The immediate problem is that your intent is to match | verbatim, so as to match verbatim substring |D:. However, in the context of a regular expression (regex), | is a metacharacter (a character with special meaning), which therefore requires escaping with \ in order to be used verbatim: \|

Since you neglected to do that, your positive lookahead assertion, (?=…), didn't work as intended, because |D: means: match a single space OR D:, due to use of an alternation, |. Given that ResolveColorBlue matches [^|M:]+ (see below for why) and is followed by a single space, it becomes the first match (which your [regex]::Match() by definition retrieves).

That is, simply \-escaping | in your own attempt would solve your immediate problem, but not robustly:

# NOT ROBUST, but works with the sample input:
[regex]::Match($line, '[^|M:]+(?= \|D:)').Value

\|D: now matches substring |D: verbatim. However, what makes the solution not robust is the use of [^|M:]+, i.e. a character group, […] which matches one or more (+) characters that are not (^) in the set of characters enclosed in […], i.e. characters that aren't |, M or : (note that |, due to being inside […], is treated verbatim in this case).

  • This implies that if what follows verbatim |M: in your input string happens to contain M or :, it won't be recognized as a whole:

    • E.g., with input line
      '|C:foo |M:The Mighty Wurlitzer |D:bar', the result is 'ighty Wurlitzer'

    • See this regex101.com page for a demonstration, which also explains the regex in detail and allows you to experiment with it.

  • What you really want is to match the substring |M: verbatim, while not including it in what the regex captures as a result, analogous to what you tried with the lookahead assertion, (?=…). You therefore need a positive lookbehind assertion ((?<=…)).
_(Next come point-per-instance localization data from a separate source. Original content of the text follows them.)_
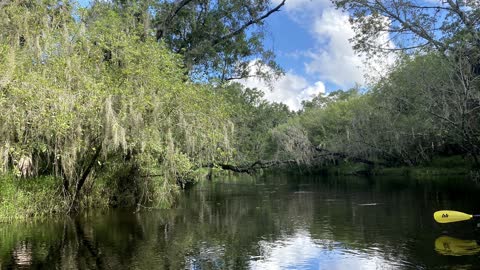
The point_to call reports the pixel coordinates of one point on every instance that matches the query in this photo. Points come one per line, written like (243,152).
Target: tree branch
(249,23)
(161,27)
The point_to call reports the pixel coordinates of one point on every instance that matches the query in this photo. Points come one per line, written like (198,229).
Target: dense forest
(124,102)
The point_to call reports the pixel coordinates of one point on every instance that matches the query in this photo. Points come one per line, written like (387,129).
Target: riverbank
(23,199)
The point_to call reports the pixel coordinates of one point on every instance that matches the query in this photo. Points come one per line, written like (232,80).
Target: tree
(448,29)
(80,96)
(218,39)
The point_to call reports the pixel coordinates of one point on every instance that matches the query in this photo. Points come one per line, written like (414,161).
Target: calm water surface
(274,222)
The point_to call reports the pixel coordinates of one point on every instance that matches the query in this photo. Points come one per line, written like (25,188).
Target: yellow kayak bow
(447,216)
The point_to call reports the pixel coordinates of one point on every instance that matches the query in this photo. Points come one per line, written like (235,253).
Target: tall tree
(219,39)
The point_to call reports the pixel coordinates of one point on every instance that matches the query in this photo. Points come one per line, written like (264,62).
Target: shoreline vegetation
(41,197)
(124,103)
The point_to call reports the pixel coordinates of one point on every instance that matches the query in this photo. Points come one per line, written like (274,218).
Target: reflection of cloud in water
(300,251)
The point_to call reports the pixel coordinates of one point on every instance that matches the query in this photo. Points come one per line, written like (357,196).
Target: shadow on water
(275,222)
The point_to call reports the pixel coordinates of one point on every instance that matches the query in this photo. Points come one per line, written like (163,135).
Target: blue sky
(310,39)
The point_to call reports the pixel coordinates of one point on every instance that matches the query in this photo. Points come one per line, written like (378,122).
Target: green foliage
(253,118)
(82,90)
(20,199)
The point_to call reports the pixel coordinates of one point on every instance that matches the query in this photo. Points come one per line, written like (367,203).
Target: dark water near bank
(275,222)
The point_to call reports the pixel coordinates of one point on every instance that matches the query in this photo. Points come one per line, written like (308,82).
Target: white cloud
(332,58)
(289,89)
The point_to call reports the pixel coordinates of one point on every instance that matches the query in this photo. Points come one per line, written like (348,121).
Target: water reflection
(265,223)
(451,246)
(300,251)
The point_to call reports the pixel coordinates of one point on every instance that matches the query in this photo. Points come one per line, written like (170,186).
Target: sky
(311,42)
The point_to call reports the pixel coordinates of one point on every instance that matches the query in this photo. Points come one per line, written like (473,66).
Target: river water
(270,222)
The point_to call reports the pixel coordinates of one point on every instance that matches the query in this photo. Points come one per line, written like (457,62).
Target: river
(268,222)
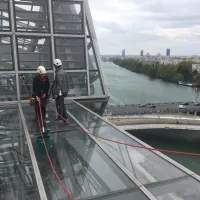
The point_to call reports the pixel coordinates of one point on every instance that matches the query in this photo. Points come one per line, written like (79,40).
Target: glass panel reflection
(34,51)
(145,165)
(31,16)
(134,194)
(82,166)
(17,179)
(71,52)
(8,91)
(78,84)
(6,61)
(4,16)
(95,84)
(29,82)
(92,57)
(68,17)
(185,189)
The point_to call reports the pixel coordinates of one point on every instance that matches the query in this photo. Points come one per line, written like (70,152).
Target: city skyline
(150,25)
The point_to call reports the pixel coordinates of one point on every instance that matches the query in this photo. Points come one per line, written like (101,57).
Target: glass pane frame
(98,81)
(62,31)
(29,81)
(8,28)
(27,12)
(73,85)
(8,87)
(59,54)
(9,53)
(18,179)
(48,66)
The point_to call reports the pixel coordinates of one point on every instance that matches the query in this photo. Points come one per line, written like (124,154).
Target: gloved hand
(43,96)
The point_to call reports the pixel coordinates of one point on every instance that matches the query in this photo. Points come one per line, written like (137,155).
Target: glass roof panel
(82,166)
(144,164)
(17,179)
(185,189)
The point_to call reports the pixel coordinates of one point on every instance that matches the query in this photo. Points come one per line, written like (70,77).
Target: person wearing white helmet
(41,87)
(60,90)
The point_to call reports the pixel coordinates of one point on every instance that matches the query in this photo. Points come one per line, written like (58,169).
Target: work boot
(65,120)
(58,120)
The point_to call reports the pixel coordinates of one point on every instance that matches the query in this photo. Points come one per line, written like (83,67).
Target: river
(126,87)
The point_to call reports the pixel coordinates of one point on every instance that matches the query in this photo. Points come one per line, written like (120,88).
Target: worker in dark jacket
(40,89)
(60,90)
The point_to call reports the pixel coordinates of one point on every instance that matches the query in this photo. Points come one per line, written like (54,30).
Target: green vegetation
(167,72)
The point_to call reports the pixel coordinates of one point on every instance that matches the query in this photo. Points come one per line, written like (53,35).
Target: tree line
(167,72)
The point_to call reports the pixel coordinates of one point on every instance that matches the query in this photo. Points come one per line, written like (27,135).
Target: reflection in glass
(68,17)
(31,16)
(71,52)
(8,90)
(34,51)
(79,162)
(95,84)
(128,194)
(184,188)
(92,57)
(145,165)
(17,179)
(6,61)
(4,16)
(28,83)
(78,84)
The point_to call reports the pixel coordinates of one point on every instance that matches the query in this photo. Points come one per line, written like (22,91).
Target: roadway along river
(130,88)
(126,87)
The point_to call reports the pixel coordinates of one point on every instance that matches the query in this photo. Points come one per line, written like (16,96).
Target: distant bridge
(160,108)
(156,121)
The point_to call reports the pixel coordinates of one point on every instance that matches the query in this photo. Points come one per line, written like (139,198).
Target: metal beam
(86,50)
(33,158)
(14,43)
(95,44)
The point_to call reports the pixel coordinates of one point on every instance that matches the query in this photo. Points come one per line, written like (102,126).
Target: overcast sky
(151,25)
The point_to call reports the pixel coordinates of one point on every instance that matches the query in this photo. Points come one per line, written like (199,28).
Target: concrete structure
(123,53)
(168,52)
(141,53)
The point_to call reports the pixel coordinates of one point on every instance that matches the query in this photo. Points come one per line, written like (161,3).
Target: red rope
(106,139)
(52,167)
(26,89)
(127,144)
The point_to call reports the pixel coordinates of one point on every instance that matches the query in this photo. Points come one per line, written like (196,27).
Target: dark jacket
(61,82)
(40,88)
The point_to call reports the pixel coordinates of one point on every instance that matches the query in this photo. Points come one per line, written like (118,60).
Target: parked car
(185,103)
(181,106)
(152,106)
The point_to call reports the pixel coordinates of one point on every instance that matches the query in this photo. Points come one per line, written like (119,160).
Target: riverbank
(127,88)
(166,72)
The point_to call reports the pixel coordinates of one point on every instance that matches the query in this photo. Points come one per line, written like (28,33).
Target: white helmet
(41,70)
(57,62)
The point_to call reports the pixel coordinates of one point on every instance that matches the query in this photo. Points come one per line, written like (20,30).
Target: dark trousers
(61,109)
(43,107)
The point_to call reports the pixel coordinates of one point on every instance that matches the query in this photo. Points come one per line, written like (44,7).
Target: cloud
(151,25)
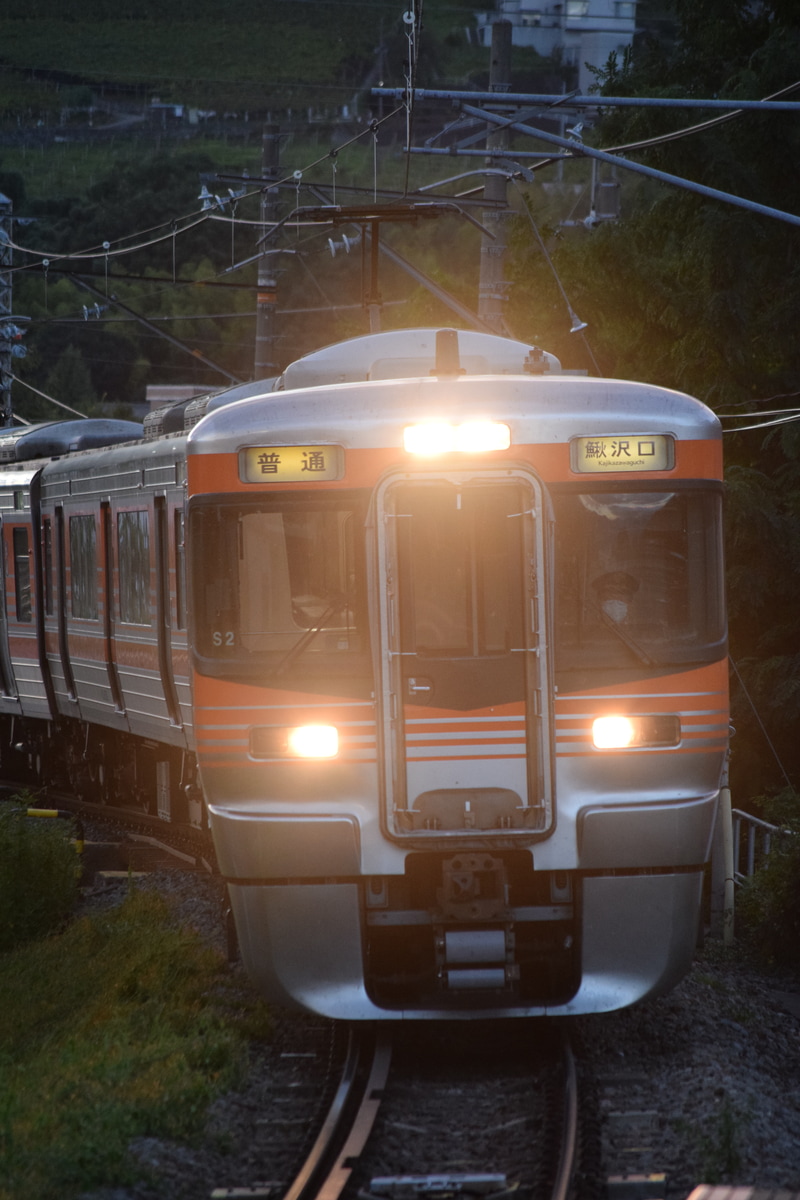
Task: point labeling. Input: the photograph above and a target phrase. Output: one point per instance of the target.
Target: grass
(120, 1026)
(38, 874)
A simple solution is to use -split, the string splitting operator, as follows (-csplit is the case-sensitive variant of -split):

$line = '|C:ResolveColorBlue |M:The Importance of Planning and Preparedness |D:1'
# -> 'The Importance of Planning and Preparedness'
($line -csplit ' \|[A-Z]:')[1]

The above assumes that your |M: entry is both preceded and succeeded by other |<uppercase-letter>: fields on the same line, as in your sample input.

If you want to parse the entire line into an ordered hashtable (dictionary), keyed by <uppercase-letter>:

$dict = [ordered] @{}; $i = 0; 
$line -csplit ' ?\|([A-Z]):' -ne '' | 
  ForEach-Object { if ($i++ % 2 -eq 0) { $key = $_ } else { $dict[$key] = $_ } }

# Get the value of the 'M' entry.
# -> 'The Importance of Planning and Preparedness'
$dict.M

$dict.C contains 'ResolveColorBlue', and $dict.D '1'; note that you can alternatively use index syntax to access the entries, e.g. $dict['C'].

Upvotes: 0

Wiktor Stribiżew
Wiktor Stribiżew

Reputation: 626601

Your pattern, [^|M:]+(?= |D:), matches like this:

  • [^|M:]+ - one or more occurrences (+) of any characters but | and M ([^|M:], a negated character class)
  • (?= |D:) - that is immediately followed with either a space or D:.

As you see here (mind the selected .NET regex engine on the left!), the match is really ResolveColorBlue as the matching can start after the first : as there is no : and | until the first space, and then it matches till the first whitespace since right after it there is a | char and it cannot be matched with [^|M]. You can see for yourself how the regex engine processes the string at regex101.com:

enter image description here

Use

(?<=\|M:).*?(?=\|D:)

Or, to trim any whitespaces from the match with the regex itself:

(?<=\|M:\s*).*?(?=\s*\|D:)

This regex (see its demo) extracts strings between |M and |D:.

The pipe must be escaped to match a literal | char.

More details:

  • (?<=\|M:\s*) - a positive lookbehind that matches a location that is immediately preceded with |M: and any zero or more whitespaces
  • .*? - any zero or more chars other than newline as few as possible
  • (?=\s*\|D:) - a positive lookahead that matches a location that is immediately followed with any zero or more whitespaces and then |D:.